I gave my children life and I've given them my life pretty much since the day the first was born. I don't see why I somehow owe them my life before they were born too?

All of those who were so shocked and felt lied to etc....do you think your parents aren't people who are entitled to keep their lives to themselves? Do you tell your parents everything, do you owe them all of your secrets or is it just the other way around?

caitlinohara · 15/01/2015 11:38

I would probably tell them but not make a big deal out of it. I have mentioned to my dcs about a previous long term relationship, we lived together for many years so it was kind of like a marriage and I told them more in a kind of "this is what I was doing at this time in my life" sort of way. I think it helps kids to understand that you were in fact a person before you had them. I presume you talk about stuff you did when you were a kid and a teenager so why would you airbrush out a whole section of your life?

Bowlersarm · 15/01/2015 11:44

As I said earlier in the thread grocklebox I was shocked when I found out my dad had been married before. Not life changing shocked, but enough for me to remember every detail about when I found out, all these years later..

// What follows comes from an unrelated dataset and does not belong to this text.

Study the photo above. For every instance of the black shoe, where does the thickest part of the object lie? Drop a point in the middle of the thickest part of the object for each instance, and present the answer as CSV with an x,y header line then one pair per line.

I don't know why it's upsetting. Maybe because your mum and dad are everything to you when you are young, and your family unit is the essence of who you are and what is normality to you. Maybe if you find out one of your parents has been so intimate and in love with someone before enough to marry them, then there was a different family unit which existed with the parents you love, first before the one you have, which is now secondary.

Its hard to explain. And I think its marriage which is the key; it is an assumption that most people will have boyfriends/girlfriends before they settle down, even engagements. Marriage is more serious.

And some people on this thread say the knowledge hasn't bothered them in the slightest so obviously not everyone feels the same as me.

The thing is I suppose, that you don't know how it will affect your children, if at all, until you actually tell them.